What are Crypto Trading Bots?
Crypto trading bots are software programs that use algorithms to analyze market data and automate trading tasks. Users can enter specific parameters for the bots to buy and sell crypto, depending on the users’ trading strategies and goals. Spot trading is the most common way to use trading bots. More experienced traders can also use bots in leveraged trading, arbitrage trading, options, and futures.
It is important to remember that trading bots are NOT money-making machines. They only execute trading orders automatically based on the commands you give them. It is essentially an extension of your trading skills. Before operating one, you should have some understanding of technical analysis (identifying bullish or bearish trends) and risk management.
How do Crypto Trading Bots Work?
Crypto trading bots typically access a user’s crypto exchange account by using the exchange’s application programming interface (API). An API is a set of protocols and tools that allow one piece of software to interact with another. The user will first need to create an API key for the exchange. This key will grant the trading bot access to the user’s account and allow it to execute trades on the user’s behalf.
It is important to note that users must specify which specific permissions the API key should have before connecting the bot to the exchange account. Users should ONLY allow bots to execute trades, and disable other personal options such as withdrawing funds and viewing account information.
There are many reputable platforms that provide trading bot services such as 3Commas, Pionex, Cryptohopper, TradeSanta, and KuCoin Trading Bot. However, this does not mean they are risk-free. Users should carefully do their research and select the one they trust to hand over their API keys. We will cover more about the entailed risks below.
Advantages of Using Crypto Trading Bots
Crypto trading bots are generally considered to be more effective than manual trading for several reasons.
Execute orders faster and more accurately
Based on predefined rules and algorithms, trading bots can track market data for hundreds of trading pairs on several markets simultaneously and execute large trades in a matter of a few milliseconds. On the other hand, a human trader would have to spend a lot more time analyzing market conditions one by one and make decisions based on their own judgment.
Operate 24/7 without human emotion
Additionally, trading bots only follow logic, removing the emotional and psychological biases that are the bane of human traders. Trading bots can also operate 24/7 and trade on multiple crypto exchanges, taking advantage of market opportunities that may be difficult for a human trader to spot. Therefore, trading bots help automate and streamline the trading process, which saves a lot of time and reduces human error.
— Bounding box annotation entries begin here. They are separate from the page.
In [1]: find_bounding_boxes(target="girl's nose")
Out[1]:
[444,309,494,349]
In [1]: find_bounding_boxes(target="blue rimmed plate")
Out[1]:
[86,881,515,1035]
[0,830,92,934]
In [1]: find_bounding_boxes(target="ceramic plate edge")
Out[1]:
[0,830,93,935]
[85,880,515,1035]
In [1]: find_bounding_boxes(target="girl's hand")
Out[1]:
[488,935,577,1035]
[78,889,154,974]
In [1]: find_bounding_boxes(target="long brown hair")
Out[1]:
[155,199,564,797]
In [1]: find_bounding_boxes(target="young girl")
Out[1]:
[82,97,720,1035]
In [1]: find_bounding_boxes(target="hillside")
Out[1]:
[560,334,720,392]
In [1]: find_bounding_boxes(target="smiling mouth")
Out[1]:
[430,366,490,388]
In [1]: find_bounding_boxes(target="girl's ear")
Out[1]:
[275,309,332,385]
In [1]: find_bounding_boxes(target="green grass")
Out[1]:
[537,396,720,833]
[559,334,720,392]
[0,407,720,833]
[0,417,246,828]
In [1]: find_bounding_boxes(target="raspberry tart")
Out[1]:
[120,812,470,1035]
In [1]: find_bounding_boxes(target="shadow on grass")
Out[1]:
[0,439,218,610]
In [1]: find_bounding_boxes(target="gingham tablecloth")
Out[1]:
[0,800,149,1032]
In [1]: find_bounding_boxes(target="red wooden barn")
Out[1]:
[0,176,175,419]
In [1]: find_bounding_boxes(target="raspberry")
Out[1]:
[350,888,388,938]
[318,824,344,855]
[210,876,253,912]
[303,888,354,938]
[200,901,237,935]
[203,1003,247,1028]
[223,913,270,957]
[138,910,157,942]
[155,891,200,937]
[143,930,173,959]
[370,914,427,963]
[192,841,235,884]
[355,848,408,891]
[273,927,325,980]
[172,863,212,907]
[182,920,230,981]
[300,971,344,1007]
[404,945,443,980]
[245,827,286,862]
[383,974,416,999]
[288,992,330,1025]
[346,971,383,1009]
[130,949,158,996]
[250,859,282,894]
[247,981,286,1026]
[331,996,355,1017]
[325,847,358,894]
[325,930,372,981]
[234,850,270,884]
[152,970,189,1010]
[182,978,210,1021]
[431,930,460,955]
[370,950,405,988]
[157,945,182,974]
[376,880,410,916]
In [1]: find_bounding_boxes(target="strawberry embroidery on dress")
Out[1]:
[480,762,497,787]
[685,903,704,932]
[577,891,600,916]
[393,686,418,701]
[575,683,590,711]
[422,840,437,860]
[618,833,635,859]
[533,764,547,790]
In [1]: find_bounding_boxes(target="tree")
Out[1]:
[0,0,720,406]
Efficient in building wealth over time
The efficiency of trading bots allows them to execute hundreds of trades within an hour if there is enough trading volume and volatility for the asset being traded by the bot. This is also achieved by setting the take-profit percentage low for the bot to consistently enter and exit trades. This is essentially dollar-cost averaging (DCA) on a much smaller time frame — profits are compounded over time, leading to continuous growth of the crypto portfolio.
Risks of Using Crypto Trading Bots
Though crypto trading bots are useful tools, the risk they pose is twofold: security and market conditions.
API Key Leak/Hack
One major risk is the potential for the API key to be hacked or otherwise compromised, potentially allowing an attacker to gain access to the user’s account and steal their funds or sensitive information. Additionally, if the API key is not properly secured, it may be possible for unauthorized users to access the user’s account and make trades without the user’s knowledge or consent.
Following the collapse of FTX, there have been numerous reports of unauthorized trades initiated via API keys, suggesting a database leak in trading bot platforms such as 3Commas. Though shortly after the attack, 3Commas provided evidence that the attacks were not a result of a leak from their database. They believed that victims’ API keys were phished or compromised from an outside source.
Extremely Volatile Market Movements
Sudden market movements can have a significant impact on the performance of crypto trading bots. Because these bots are designed to buy and sell cryptocurrencies based on pre-programmed rules, they cannot adapt quickly to sudden changes in the market. This could lead to bots triggering unfavorable buy orders, in which their take-profit order will never close as the market continually declines. Bots are only profitable if there is enough volatility for them to get in and out quickly and regularly.
For human traders, this is when they perform better than bots. They can take breaks and step away from the market when necessary. For these reasons, it is important for users to monitor the market and be prepared to adjust their trading strategies as needed in response to sudden changes.
While crypto trading bots can help traders take advantage of market opportunities, their risks are arguably greater than their benefits, especially given the shortcomings of many centralized platforms today. By sharing your API keys, you are practically giving a third party access to your crypto exchange accounts. Should they get hacked or become fraudulent, you run the risk of losing all your funds.
However, that is not to say that crypto trading bots are bad, especially in the longer scheme of things. After all, 90% of the stock market’s total turnover are done by algorithmic trading (trading bots), according to JPMorgan research. But with repeated cases of centralized failure in the crypto industry, it is best to approach these platforms with caution for now.